Was soll ich sagen: Es ist eben, wie es ist. Drei Umzüge in reichlich drei Jahren, jeweils in eine neue Umgebung, bei denen ich jeweils das kleine Umfeld, das ich mir in der kurzen Zeit aufgebaut hatte, wieder verloren habe. Mich oft alleine gefühlt habe. Dazu die fast ständigen Angstsymptome und daraus resultierende depressive Phasen, beides definitiv verschlimmert durch die Umzüge und die damit verbundenen Veränderungen. In diesem Jahr vor allem dadurch, dass ich am aktuellen Wohnort viel mehr Lärm und Trubel managen muss, als ich gedacht hatte. Das Akzeptieren, dass ich meinen Lieblingswohnort loslassen muss, von dem ich gehofft hatte, dass ich vielleicht wieder dahin zurückkehren kann. Das alles sind Prozesse, die ich neben dem normalen Alltag durchlaufen und irgendwie bewältigen muss(te). Da ist es so gar nicht verwunderlich, dass ich die meiste Zeit müde, erschöpft und energielos war. Dann waren da all die unschönen Ereignisse in der Welt, die mich zusätzlich oft deprimiert und mutlos gemacht haben. Der Krieg in der Ukraine, das Leid der vielen Straßenhunde überall, die Sorgen um die Natur generell, um nur einige Beispiele zu nennen.

Weiter Wolkenhimmel

Ich war in diesem Jahr oft wütend.
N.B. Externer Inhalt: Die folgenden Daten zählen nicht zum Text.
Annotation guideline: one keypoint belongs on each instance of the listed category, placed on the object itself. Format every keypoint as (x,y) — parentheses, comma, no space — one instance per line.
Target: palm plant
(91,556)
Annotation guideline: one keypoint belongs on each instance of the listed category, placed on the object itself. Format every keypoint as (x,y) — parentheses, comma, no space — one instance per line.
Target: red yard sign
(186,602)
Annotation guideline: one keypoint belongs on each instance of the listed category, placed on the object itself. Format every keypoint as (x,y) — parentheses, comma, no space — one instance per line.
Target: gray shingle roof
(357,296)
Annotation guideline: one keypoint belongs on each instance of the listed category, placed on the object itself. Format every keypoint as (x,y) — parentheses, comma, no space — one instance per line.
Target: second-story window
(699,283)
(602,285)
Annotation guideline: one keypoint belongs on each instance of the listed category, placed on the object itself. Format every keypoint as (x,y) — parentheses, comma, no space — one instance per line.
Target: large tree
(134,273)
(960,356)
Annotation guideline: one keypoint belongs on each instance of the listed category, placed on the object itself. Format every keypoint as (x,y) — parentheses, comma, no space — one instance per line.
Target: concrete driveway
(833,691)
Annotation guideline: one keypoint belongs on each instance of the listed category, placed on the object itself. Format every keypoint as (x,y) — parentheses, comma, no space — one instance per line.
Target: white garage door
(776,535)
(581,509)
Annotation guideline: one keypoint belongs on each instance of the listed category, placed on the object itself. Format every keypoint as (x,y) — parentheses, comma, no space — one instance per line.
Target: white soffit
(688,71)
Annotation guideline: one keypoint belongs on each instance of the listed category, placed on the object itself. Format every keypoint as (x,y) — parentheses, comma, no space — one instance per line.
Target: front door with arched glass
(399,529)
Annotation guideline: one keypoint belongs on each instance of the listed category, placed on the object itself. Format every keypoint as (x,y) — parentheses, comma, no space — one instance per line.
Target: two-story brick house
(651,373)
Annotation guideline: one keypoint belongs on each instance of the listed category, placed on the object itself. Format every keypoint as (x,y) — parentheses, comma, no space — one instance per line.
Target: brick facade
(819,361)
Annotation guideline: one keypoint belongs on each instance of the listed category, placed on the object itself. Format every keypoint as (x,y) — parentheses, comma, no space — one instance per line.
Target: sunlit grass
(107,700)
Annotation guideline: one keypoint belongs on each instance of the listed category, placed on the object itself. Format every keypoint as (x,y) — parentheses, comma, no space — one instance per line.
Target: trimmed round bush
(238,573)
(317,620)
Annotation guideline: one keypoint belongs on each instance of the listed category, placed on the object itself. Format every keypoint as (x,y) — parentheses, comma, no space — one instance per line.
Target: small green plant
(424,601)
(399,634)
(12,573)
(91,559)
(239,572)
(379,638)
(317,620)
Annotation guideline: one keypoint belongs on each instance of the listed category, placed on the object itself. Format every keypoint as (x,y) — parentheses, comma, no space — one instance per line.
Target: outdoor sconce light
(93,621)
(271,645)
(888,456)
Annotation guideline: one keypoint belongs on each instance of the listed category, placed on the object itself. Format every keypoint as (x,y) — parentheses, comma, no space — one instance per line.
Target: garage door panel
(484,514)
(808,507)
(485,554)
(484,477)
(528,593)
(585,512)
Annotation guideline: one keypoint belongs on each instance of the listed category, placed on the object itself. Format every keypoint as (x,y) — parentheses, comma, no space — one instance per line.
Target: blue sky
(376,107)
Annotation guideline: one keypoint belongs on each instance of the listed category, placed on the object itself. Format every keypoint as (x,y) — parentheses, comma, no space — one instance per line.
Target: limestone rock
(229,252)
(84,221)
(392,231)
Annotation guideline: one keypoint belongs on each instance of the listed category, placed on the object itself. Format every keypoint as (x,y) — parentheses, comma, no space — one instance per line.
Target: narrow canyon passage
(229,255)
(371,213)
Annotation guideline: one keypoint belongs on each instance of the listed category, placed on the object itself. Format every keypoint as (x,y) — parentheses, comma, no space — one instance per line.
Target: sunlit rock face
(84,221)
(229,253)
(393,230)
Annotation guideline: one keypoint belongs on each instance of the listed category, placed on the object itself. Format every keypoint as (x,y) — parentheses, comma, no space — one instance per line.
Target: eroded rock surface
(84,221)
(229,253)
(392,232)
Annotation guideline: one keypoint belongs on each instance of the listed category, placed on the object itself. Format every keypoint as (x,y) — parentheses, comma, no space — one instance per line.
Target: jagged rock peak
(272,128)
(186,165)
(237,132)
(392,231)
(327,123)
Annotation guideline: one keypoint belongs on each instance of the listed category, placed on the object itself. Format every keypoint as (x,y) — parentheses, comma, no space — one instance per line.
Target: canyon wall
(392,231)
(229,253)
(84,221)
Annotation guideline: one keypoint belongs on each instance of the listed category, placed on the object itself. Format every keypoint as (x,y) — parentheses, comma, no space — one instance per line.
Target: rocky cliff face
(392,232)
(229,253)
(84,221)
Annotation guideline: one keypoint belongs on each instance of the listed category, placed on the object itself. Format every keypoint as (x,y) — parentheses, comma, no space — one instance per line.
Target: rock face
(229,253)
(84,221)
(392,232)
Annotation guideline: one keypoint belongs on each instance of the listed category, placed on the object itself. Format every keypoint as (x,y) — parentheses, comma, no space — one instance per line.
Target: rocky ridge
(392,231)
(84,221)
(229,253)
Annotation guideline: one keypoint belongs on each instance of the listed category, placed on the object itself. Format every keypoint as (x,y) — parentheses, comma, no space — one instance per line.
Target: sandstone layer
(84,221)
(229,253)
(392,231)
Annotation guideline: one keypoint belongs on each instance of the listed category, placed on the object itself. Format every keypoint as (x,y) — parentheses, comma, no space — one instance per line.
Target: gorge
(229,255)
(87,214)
Weil ich mehr wollte, als in Wirklichkeit ging. Weil ich gesehen habe, was andere so schaffen und können. (Sich zu vergleichen ist in so einem Fall allerdings gar nicht gut – die anderen sind ja nicht in meiner Situation. Ich werde im neuen Jahr versuchen, mich weniger zu vergleichen und geduldiger/nachsichtiger mit mir zu sein. Ich glaube, das wird eine meiner schwierigsten Aufgaben.)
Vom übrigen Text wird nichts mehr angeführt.